Some of the most valuable resources in audio engineering don't come from textbooks or manufacturer spec sheets − they come from the quiet corners of the internet where designers and engineers generously share what they've actually learned.

Years ago, a friend in the UK audio community pointed me toward a tonearm engineering blog that I've returned to many times since. For anyone serious about understanding the functional and mechanical underpinnings that govern tonearm physics, the blog is an essential treasury of detailed research, and written by someone who has spent years figuring out all aspects of tonearm design and engineering.

That blog belonged to John Gordon, the engineer behind the Odyssey tonearm. What was very apparent wasn't just the depth of his technical knowledge, but the clarity in which he communicated it. Tonearm design sits at a particular intersection of mechanical engineering, acoustics, material science, and electrical engineering − and John's writing described all of it with the expertise of someone who has obviously spent years on the subject.

ODYSSEY TONEARMS RP1-XG Mk 1 General Arrangement

Odyssey Tonearm RP1-XG

As my own work progressed − running engineering experiments in parallel with component development and iterative prototyping − I found myself constantly referring to his blog. Questions that my own experiments raised were often addressed, at least in part, somewhere in his posts. Others, not so much.

That's when I reached out to John. What started with a series of emails, gradually turned into more technical exchanges. A couple of phone calls followed.

I had planned a pre-Christmas visit to meet my daughter in London for the Holidays and thought, if I’m going to be in the neighborhood, maybe I should make a journey to Scotland to show him the prototype. As it turned out, John was available, so my daughter and I made the trip to Glasgow.

Spending time with John at his home in Scotland was exactly the kind of experience that shows why professional collaborations matter. There is something fundamentally different about working through a complex engineering problem face-to-face, with the actual hardware sitting on his coffee table in the living room. You can point at things. You can demonstrate behavior that's difficult to describe on the phone.

An Odyssey RP1-XG Tonearm on a Micro Seiki DQX-1000 turntable

An Odyssey RP1-XG Tonearm on a Micro Seiki DQX-1000 turntable

John definitely brought a perspective informed by years of hands-on experience and suggested different design options and different problem-solving approaches than my own − and those differences are the whole point.
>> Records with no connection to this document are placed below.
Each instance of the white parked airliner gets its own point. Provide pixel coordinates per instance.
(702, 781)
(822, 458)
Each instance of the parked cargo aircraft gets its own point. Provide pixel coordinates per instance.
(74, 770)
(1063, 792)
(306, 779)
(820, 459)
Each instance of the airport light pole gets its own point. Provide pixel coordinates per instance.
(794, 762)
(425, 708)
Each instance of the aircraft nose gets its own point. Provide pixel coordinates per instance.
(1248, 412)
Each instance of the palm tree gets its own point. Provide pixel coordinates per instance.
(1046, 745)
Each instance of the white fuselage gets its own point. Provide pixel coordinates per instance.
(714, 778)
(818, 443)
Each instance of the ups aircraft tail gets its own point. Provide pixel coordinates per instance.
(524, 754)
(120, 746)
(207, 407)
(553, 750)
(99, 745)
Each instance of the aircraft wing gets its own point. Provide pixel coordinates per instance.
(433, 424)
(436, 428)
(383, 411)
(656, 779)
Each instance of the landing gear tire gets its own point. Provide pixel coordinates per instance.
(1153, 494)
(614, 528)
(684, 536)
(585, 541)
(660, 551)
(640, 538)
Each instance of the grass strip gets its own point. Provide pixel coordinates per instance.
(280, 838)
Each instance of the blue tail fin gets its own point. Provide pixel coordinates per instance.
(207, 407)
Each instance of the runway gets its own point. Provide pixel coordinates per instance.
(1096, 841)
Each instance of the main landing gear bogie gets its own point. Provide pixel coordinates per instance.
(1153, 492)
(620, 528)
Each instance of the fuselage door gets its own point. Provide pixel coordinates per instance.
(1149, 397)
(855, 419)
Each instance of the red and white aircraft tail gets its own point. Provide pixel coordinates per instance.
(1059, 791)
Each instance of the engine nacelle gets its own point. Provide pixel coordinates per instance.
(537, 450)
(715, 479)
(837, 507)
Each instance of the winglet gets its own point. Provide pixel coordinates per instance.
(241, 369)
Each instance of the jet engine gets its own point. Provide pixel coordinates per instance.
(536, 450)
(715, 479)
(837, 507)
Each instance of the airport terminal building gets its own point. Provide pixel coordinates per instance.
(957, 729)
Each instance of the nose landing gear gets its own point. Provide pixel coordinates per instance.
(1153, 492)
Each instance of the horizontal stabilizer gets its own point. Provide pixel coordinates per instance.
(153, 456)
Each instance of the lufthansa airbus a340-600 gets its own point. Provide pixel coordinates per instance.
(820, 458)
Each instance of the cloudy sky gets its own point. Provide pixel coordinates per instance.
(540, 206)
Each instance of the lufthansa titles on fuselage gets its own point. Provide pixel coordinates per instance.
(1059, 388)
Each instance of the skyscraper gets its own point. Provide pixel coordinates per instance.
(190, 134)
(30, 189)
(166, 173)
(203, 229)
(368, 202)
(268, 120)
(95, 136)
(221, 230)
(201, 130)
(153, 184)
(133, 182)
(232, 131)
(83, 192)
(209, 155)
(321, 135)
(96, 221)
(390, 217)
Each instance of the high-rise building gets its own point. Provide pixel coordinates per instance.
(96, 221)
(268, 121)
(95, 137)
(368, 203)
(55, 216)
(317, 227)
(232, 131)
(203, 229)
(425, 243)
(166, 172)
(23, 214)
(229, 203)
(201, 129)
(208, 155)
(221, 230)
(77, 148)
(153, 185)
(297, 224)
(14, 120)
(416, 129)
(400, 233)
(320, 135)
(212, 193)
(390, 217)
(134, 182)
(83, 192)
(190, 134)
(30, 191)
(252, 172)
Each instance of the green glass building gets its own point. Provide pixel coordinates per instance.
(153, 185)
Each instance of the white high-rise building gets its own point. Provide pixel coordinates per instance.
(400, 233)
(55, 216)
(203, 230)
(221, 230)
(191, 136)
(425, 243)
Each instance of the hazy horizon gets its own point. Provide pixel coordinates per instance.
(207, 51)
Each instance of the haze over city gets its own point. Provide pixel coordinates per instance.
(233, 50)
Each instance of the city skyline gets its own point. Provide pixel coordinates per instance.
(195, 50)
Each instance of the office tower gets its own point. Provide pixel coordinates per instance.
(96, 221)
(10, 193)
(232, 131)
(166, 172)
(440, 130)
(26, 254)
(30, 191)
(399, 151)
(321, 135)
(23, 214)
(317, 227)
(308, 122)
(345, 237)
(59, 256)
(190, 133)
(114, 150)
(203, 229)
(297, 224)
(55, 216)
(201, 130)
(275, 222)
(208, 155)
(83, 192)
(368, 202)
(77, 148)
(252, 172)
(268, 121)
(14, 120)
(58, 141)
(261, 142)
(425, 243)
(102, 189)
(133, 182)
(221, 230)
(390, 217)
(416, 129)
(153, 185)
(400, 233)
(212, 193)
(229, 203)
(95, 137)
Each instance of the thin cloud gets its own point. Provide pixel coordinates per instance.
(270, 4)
His advice didn't always hand me a ready-made solution to my design challenges, but it did something arguably more valuable: it opened new ways of thinking I hadn't considered, reframed some assumptions I'd been carrying, and gave me a clearer sense of where to look next.

That's what good technical collaboration is all about. It may not always solve the problem − but it can change the way you see it and spur new ways thinking. I consider myself very lucky to have been mentored by John Gordon and the advice he has so generously shared with me. If I can one day master the fish curry that he made for dinner that night, I will die a happy man.

As I continue my development work, I would be pleased if I can pass this knowledge forward to the next generation of tonearm designers and see what they can do.